Зачем он влачит свое существование? В чем смысл этого прозябания? Или он настолько согрешил против своего высокого предназначения, что Господь хочет наказать его еще при жизни? А может быть, это новые испытания — поддастся ли он греху уныния, не станет ли роптать, подобно Иову?

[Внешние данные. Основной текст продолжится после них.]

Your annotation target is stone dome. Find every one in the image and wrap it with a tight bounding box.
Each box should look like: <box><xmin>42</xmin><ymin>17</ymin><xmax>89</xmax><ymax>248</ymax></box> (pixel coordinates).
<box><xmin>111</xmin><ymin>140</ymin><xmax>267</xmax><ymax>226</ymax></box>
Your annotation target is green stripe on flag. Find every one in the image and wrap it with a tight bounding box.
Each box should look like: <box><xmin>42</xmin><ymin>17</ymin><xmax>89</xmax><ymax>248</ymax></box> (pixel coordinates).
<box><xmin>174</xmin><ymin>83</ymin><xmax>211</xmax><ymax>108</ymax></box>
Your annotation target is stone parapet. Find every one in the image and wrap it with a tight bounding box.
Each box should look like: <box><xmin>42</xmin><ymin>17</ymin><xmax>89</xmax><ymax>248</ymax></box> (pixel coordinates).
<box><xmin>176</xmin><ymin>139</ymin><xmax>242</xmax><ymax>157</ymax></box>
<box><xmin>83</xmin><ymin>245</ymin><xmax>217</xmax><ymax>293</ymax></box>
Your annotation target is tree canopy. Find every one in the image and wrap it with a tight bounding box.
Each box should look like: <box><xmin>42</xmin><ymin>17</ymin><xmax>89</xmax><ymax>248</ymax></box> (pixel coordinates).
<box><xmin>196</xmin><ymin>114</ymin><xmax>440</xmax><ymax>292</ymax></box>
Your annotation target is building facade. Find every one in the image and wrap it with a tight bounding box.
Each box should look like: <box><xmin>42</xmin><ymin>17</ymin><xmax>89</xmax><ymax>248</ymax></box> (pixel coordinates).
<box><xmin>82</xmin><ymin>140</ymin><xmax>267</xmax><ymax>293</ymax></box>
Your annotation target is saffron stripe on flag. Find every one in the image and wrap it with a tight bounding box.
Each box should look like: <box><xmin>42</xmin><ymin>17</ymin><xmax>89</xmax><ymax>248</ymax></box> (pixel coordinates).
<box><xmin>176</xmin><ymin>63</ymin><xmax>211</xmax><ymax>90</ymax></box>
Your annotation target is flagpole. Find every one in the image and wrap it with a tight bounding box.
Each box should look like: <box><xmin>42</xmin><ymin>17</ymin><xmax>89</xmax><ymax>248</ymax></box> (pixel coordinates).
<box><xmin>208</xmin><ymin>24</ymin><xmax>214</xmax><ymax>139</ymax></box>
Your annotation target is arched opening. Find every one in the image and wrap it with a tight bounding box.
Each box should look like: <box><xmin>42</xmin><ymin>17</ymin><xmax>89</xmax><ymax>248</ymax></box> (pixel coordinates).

«На что дан страдальцу свет,
и жизнь огорченным душою,
которые ждут смерти, и нет ее,
которые вырыли бы ее охотнее,
нежели клад, обрадовались бы до восторга,
восхитились бы, что нашли гроб?
На что дан свет человеку,
которого путь закрыт,
и которого Бог окружил мраком?
Вздохи мои предупреждают хлеб мой,
и стоны мои льются, как вода,
ибо ужасное, чего я ужасался,
то и постигло меня;
и чего я боялся, то и пришло ко мне.
Нет мне мира, нет покоя, нет отрады:
постигло несчастье».
Утром пятнадцатого числа Понятовский почувствовал, что не может выдохнуть. Воздух наполнял его грудь, но не выходил обратно, как будто это был не воздух, а вода, а сам он тонул и захлебывался. Вокруг него суетились, подкладывали под спину подушки, послали за врачом, чтобы пустить ему кровь. Станислав Август неожиданно сильной рукой оттолкнул медика, встал на кровати на четвереньки, — бледный как смерть, с выступившими на лбу капельками пота, издавая горлом хриплый свист, — и вдруг закашлялся, выплевывая мокроту, словно всамделишный утопленник, вытащенный на берег. Лицо и шея его покраснели, а сердце будто сжало тисками. Его снова уложили на постель полусидя, и врач всё-таки пустил ему кровь. К Понятовскому вернулся дар речи, он позвал к себе Мнишека и Горжевского, чтобы продиктовать им свою последнюю волю. К вечеру, однако, ему стало лучше. Невзирая на возражения сестры Изабеллы, приехавшей из Белостока, Станислав Август велел себя одеть и поехал в костел иезуитов — возблагодарить Господа.